Experiment Client
class ExperimentClient()β
Client of a submarine server that creates and manages experients and logs.
create_experiment(experiment_spec) -> dict
β
Create an experiment.
Param | Type | Description | Default Value |
---|---|---|---|
experiment_spec | Dict | Submarine experiment spec. More detailed information can be found at Experiment API | x |
Returns
The detailed info about the submarine experiment.
Example
from submarine import *
client = ExperimentClient()
client.create_experiment({
"meta": {
"name": "tf-mnist-json",
"namespace": "default",
"framework": "TensorFlow",
"cmd": "python /var/tf_mnist/mnist_with_summaries.py --log_dir=/train/log --learning_rate=0.01 --batch_size=150",
"envVars": {
"ENV_1": "ENV1"
}
},
"environment": {
"image": "apache/submarine:tf-mnist-with-summaries-1.0"
},
"spec": {
"Ps": {
"replicas": 1,
"resources": "cpu=1,memory=1024M"
},
"Worker": {
"replicas": 1,
"resources": "cpu=1,memory=1024M"
}
}
})
patch_experiment(id, experiment_spec) -> dict
β
Patch an experiment.
Param | Type | Description | Default Value |
---|---|---|---|
id | String | Submarine experiment id. | x |
experiment_spec | Dict | Submarine experiment spec. More detailed information of Submarine experiment spec can be found at Experiment API. | x |
Returns
The detailed info about the submarine experiment.
Example
client.patch_experiment("experiment_1626160071451_0008", {
"meta": {
"name": "tf-mnist-json",
"namespace": "default",
"framework": "TensorFlow",
"cmd": "python /var/tf_mnist/mnist_with_summaries.py --log_dir=/train/log --learning_rate=0.01 --batch_size=150",
"envVars": {
"ENV_1": "ENV1"
}
},
"environment": {
"image": "apache/submarine:tf-mnist-with-summaries-1.0"
},
"spec": {
"Worker": {
"replicas": 2,
"resources": "cpu=1,memory=1024M"
}
}
})
get_experiment(id) -> dict
β
Get the experiment's detailed info by id.
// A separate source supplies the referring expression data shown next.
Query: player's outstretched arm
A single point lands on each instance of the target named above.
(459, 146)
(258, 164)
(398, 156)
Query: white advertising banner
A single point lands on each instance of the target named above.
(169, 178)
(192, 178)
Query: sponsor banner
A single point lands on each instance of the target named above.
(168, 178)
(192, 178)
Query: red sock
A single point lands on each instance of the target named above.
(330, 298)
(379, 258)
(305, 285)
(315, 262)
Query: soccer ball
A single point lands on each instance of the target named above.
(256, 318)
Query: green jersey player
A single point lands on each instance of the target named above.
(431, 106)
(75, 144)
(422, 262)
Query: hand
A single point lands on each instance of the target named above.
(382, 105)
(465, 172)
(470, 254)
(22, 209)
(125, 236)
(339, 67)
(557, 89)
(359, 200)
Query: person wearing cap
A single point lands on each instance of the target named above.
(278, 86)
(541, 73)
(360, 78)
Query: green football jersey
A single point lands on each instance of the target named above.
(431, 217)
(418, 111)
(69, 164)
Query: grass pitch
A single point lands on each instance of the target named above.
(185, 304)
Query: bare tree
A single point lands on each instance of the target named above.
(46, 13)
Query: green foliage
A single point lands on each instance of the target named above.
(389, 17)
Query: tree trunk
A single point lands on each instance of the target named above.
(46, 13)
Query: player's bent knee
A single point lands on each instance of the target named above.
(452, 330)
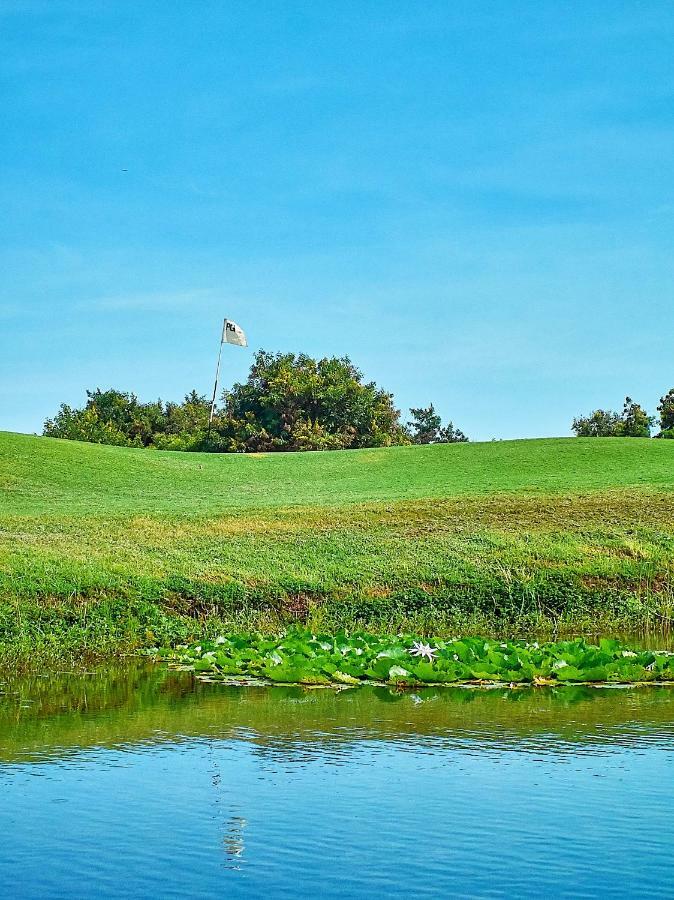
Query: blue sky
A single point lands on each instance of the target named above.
(474, 200)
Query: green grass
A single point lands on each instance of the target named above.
(105, 547)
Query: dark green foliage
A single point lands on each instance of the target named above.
(114, 417)
(289, 402)
(634, 422)
(426, 428)
(666, 410)
(600, 423)
(358, 657)
(293, 402)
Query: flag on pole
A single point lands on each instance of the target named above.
(233, 334)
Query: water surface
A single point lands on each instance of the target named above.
(138, 782)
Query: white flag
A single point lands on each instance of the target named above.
(232, 334)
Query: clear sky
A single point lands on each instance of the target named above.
(474, 200)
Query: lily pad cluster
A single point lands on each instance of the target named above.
(301, 657)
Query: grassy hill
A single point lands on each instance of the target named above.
(103, 547)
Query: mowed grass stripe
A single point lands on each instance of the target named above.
(104, 547)
(42, 476)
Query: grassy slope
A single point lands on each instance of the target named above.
(100, 544)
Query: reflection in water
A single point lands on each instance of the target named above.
(138, 781)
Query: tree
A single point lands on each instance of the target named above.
(666, 410)
(293, 402)
(426, 428)
(634, 422)
(600, 423)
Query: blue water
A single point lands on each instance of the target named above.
(145, 784)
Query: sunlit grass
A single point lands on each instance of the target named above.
(102, 546)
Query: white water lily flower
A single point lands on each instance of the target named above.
(419, 649)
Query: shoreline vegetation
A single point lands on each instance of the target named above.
(302, 657)
(106, 550)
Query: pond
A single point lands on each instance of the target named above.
(135, 781)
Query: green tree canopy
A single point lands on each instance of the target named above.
(293, 402)
(666, 410)
(426, 428)
(288, 402)
(633, 422)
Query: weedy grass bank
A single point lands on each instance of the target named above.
(105, 548)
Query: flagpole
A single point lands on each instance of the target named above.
(215, 385)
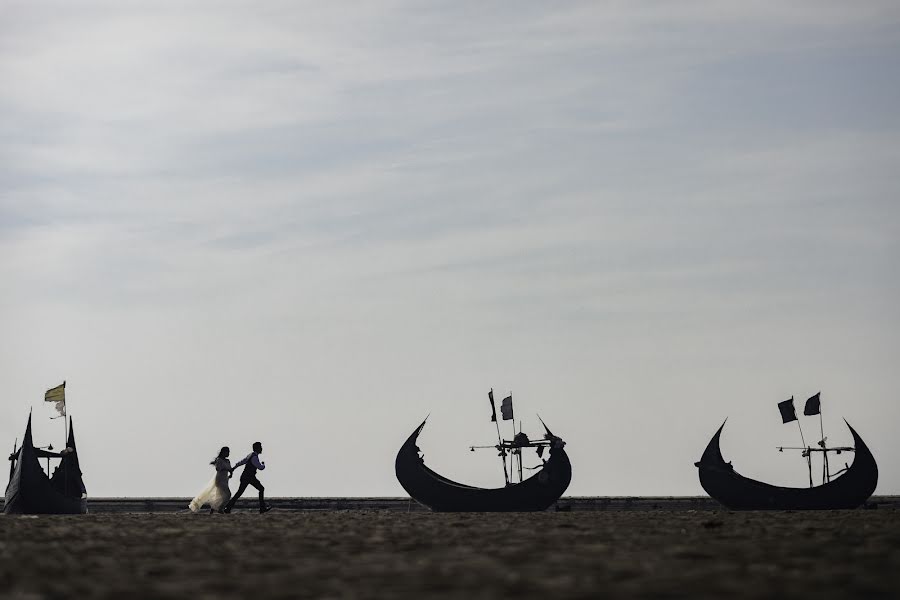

Param | Type | Description | Default Value |
---|---|---|---|
id | String | Submarine experiment id. | x |
Returns
The detailed info about the submarine experiment.
Example
experiment = client.get_experiment("experiment_1626160071451_0008")
list_experiments(status) -> list[dict]
β
List all experiment for the user.
Param | Type | Description | Default Value |
---|---|---|---|
status | Optional[str] | Accepted, Created, Running, Succeeded, Deleted. | None |
Returns
List of submarine experiments.
Example
experiments = client.list_experiments()
delete_experiment(id) -> dict
β
Delete the submarine experiment.
Param | Type | Description | Default Value |
---|---|---|---|
id | String | Submarine experiment id. | x |
Returns
The detailed info about the deleted submarine experiment.
Example
client.delete_experiment("experiment_1626160071451_0008")
get_log(id, onlyMaster)
β
Print training logs of all pod of the experiment. By default print all the logs of Pod.
Param | Type | Description | Default Value |
---|---|---|---|
id | String | Submarine experiment id. | x |
onlyMaster | Optional[bool] | By default include pod log of "master" which might be Tensorflow PS/Chief or PyTorch master. | x |
Return
- The info of pod logs
Example
client.get_log("experiment_1626160071451_0009")
list_log(status)
β
List experiment log.
Param | Type | Description | Default Value |
---|---|---|---|
status | String | Accepted, Created, Running, Succeeded, Deleted. | x |
Returns
List of submarine experiment logs.
Example
logs = client.list_log("Succeeded")
wait_for_finish(id, polling_interval)
β
Waits until the experiment is finished or failed.
Param | Type | Description | Default Value |
---|---|---|---|
id | String | Submarine experiment id. | x |
polling_interval | Optional[int] | How many seconds between two polls for the status of the experiment. | 10 |
Returns
Submarine experiment logs.
Example
logs = client.wait_for_finish("experiment_1626160071451_0009", 5)